Wednesday, October 14, 2020
Italian Squash Pie
ITALIAN SQUASH PIE
4 tablespoons butter
1 1/2 pounds yellow summer squash, sliced thin *
Small onion, sliced thin or chopped
1 clove garlic, minced
1/2 teaspoon salt
1/2 teaspoon pepper
1/2 teaspoon Italian seasoning
1/4 cup fresh parsley, chopped
8 ounces Monterey jack cheese, shredded
2 eggs
1/4 cup heavy cream
2 teaspoons Dijon mustard
Sauté the squash, onion and garlic in the butter in a large skillet until tender and slightly browned. Sprinkle in the seasonings while cooking the squash. Put the squash mixture in a greased 10-inch quiche pan; mix in the cheese and parsley. Whisk the eggs and cream in a small bowl; whisk in the mustard. Pour the egg mixture over the squash and mix in gently. Bake at 375º for 25 minutes. Let stand a few minutes before cutting.
Makes 6-8 servings
* Or zucchini
Per 1/6 Recipe: 297 Calories; 25g Fat; 13g Protein; 7g Carbohydrate; 3g Dietary Fiber; 4g Net Carbs
Per 1/8 Recipe: 223 Calories; 19g Fat; 10g Protein; 5g Carbohydrate; 2g Dietary Fiber; 3g Net Carbs
This recipe was originally posted HERE at Linda's Low Carb Menus & Recipes. It can be served as a side dish or as a meatless main dish.
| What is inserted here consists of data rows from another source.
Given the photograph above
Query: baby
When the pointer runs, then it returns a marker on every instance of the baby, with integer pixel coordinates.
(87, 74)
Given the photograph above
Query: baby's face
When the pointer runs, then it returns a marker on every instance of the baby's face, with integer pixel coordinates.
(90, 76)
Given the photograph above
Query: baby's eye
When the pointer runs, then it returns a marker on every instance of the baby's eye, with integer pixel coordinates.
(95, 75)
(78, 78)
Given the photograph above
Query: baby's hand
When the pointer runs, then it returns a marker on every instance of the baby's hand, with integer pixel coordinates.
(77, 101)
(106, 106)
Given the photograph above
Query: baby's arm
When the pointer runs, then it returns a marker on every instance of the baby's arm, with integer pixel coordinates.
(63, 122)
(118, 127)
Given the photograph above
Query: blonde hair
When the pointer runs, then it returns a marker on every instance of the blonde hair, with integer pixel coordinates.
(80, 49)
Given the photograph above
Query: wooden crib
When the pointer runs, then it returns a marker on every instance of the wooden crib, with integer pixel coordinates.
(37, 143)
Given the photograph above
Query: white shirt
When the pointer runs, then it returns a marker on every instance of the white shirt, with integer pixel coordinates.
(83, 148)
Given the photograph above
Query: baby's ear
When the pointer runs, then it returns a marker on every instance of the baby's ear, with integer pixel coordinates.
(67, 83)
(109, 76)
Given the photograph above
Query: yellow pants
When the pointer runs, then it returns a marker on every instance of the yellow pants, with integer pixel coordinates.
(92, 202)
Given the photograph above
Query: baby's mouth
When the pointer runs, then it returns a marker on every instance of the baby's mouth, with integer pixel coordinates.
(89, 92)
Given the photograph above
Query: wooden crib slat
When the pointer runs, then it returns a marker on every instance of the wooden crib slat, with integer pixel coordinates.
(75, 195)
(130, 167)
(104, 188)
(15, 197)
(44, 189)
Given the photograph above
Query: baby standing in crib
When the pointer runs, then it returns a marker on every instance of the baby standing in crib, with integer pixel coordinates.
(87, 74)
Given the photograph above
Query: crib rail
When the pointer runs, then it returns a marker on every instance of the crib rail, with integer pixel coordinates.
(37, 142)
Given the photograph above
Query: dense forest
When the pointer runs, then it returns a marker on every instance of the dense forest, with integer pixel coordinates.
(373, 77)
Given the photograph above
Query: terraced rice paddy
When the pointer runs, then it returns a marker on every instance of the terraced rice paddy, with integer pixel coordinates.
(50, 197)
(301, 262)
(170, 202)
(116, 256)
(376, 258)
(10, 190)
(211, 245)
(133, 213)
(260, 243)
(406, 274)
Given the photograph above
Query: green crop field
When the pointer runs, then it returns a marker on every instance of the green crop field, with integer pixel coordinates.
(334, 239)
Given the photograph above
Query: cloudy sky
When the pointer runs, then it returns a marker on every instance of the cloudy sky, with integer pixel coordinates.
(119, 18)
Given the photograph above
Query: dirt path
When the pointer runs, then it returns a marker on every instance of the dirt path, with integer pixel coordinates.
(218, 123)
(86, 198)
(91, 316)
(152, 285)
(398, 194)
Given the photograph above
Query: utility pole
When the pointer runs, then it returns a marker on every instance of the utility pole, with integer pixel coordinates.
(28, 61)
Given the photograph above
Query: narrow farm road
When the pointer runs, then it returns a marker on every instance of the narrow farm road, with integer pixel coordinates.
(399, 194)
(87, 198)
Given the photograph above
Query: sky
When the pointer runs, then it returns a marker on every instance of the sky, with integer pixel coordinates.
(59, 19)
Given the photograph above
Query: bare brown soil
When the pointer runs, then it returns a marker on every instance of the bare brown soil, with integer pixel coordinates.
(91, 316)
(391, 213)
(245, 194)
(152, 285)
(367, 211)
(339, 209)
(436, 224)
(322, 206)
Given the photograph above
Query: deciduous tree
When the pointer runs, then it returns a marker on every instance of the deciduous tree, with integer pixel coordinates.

You can use zucchini instead of yellow squash, if you like.
I hope that everyone is well. My husband and I are still staying home to keep him safe from Covid-19 due to his weak immune system. Surprisingly, I don't know anyone among my acquaintances, family or relatives who have had Covid. I only shop for groceries about once every two months to save money and to avoid contact with other people. By shopping for eight or nine week's worth of groceries and supplies at one time, I am able to stick to my weekly budget of between $30-$40 per week. It's amazing how much further the money goes by doing that.